All five pointed at repos/cli/. We’d retired that repo days earlier — merged it into repos/agent/npm/ — and deleted the old path. Every suite that had referenced the old location now crashed on setup. Before any real assertion. Before testing anything.

CI reported them as failing. Nobody chased them because “known broken” is a category we all recognize. The red X had become decoration.

What fell out when I fixed the paths

I changed five path references. No test logic was touched. No mocks were added. Just: point at the real place.

Before: 800 assertions passing
After:  1041 assertions passing

241 new assertions ran for the first time in weeks. Most passed. Four failed.

All four were real bugs that had been silently shipping:

  1. Migration marker didn’t advance after a successful migration — so the next run would try to migrate again, and sometimes corrupt the state file in the process.
  2. Protocol heat reset to zero on reinstall — meaning users who had carefully trained heat levels over weeks would lose them the moment they ran soma update.
  3. Skill loader silently dropped entries whose directory name contained a hyphen — about 40% of the real-world skills people were writing.
  4. Doctor’s dry-run output didn’t match its wet-run output, so users couldn’t preview what the command would do.

Two of those had been reported as user-facing weirdness on Discord. Nobody connected them to the “known broken” CI suites because the CI suites looked like they were about something else.

The worst kind of test

A test that exits early with “skipping — dependency missing” is worse than no test at all.

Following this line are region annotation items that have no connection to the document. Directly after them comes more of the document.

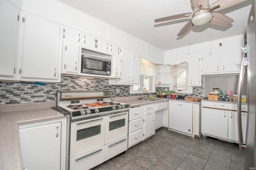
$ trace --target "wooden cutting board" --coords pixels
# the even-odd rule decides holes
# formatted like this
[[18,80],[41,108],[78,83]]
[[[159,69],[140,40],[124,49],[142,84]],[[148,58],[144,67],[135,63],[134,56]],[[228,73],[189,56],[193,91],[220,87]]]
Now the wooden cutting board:
[[184,98],[185,100],[190,101],[200,102],[202,99],[200,98]]

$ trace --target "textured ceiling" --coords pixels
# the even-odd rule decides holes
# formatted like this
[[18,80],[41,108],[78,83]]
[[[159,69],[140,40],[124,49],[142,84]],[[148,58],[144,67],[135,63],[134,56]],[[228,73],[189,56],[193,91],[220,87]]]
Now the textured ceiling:
[[177,37],[190,17],[158,23],[154,20],[192,12],[192,7],[183,0],[59,0],[164,51],[246,33],[252,3],[247,0],[218,11],[234,20],[226,27],[210,23],[194,25],[192,31]]

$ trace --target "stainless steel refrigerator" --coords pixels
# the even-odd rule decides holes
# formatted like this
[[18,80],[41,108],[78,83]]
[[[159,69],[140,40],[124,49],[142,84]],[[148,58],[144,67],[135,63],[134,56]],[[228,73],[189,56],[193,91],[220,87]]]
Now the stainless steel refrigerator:
[[[247,68],[247,71],[246,76],[247,76],[248,81],[248,112],[246,141],[246,148],[245,148],[244,167],[245,170],[255,169],[256,168],[256,127],[255,126],[256,122],[256,0],[254,0],[252,6],[248,19],[247,32],[247,48],[245,49],[245,51],[247,51],[247,63],[248,64],[247,66],[245,67]],[[239,125],[238,129],[239,129]]]

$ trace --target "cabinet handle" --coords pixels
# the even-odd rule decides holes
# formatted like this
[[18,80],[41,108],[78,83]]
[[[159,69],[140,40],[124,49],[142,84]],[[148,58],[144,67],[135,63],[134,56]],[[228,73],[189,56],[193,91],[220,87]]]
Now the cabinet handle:
[[56,68],[54,68],[54,77],[56,76]]
[[59,136],[59,127],[57,126],[56,129],[57,129],[56,130],[56,137],[58,137]]

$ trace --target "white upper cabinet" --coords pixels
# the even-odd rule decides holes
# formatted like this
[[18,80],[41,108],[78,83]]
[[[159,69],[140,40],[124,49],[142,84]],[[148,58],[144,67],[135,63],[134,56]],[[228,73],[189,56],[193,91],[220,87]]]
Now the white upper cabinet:
[[60,82],[60,25],[28,14],[24,17],[20,80]]
[[242,57],[240,51],[222,54],[221,72],[227,73],[239,72]]
[[5,0],[0,1],[0,79],[13,80],[15,75],[16,40],[20,20],[16,8]]
[[216,74],[220,73],[220,55],[212,55],[202,57],[202,74]]
[[190,59],[188,64],[188,86],[201,86],[201,68],[202,59],[200,57]]
[[81,44],[82,33],[77,31],[68,28],[62,28],[62,39]]
[[242,57],[240,50],[203,56],[202,74],[239,73]]
[[62,73],[78,73],[81,48],[79,45],[69,41],[63,42],[62,47]]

It takes up the slot. It looks like coverage. The line on the dashboard says test-doctor.sh: 3 skipped and your eye reads that as “the doctor is tested — we just skipped some edge cases.” It isn’t tested. Nothing ran. The 3 is not “three checks we decided to skip.” It’s “three checks that never found out they were supposed to do anything.”

A real test result set has three states:

  • Pass — the assertion ran and held.
  • Fail — the assertion ran and didn’t hold.
  • Error — the assertion couldn’t run.

Most test runners conflate the third with the second. “Couldn’t run” gets logged as “skipped” or “broken setup” — a quieter failure mode than “actually failing.” That quietness is the bug. A skipped test looks like a decision. It was almost never a decision.

The discipline

If a test can’t run, it should fail loudly with the exact missing setup.

# Bad
if [ ! -d "$CLI_DIR" ]; then
  echo "skipping — CLI_DIR not found"
  exit 0
fi

# Good
if [ ! -d "$CLI_DIR" ]; then
  echo "FATAL: CLI_DIR=$CLI_DIR does not exist"
  echo "This test cannot run. Fix the path or delete the suite."
  exit 1
fi

The first version exits 0. CI goes green. The suite looks fine. The bugs accumulate.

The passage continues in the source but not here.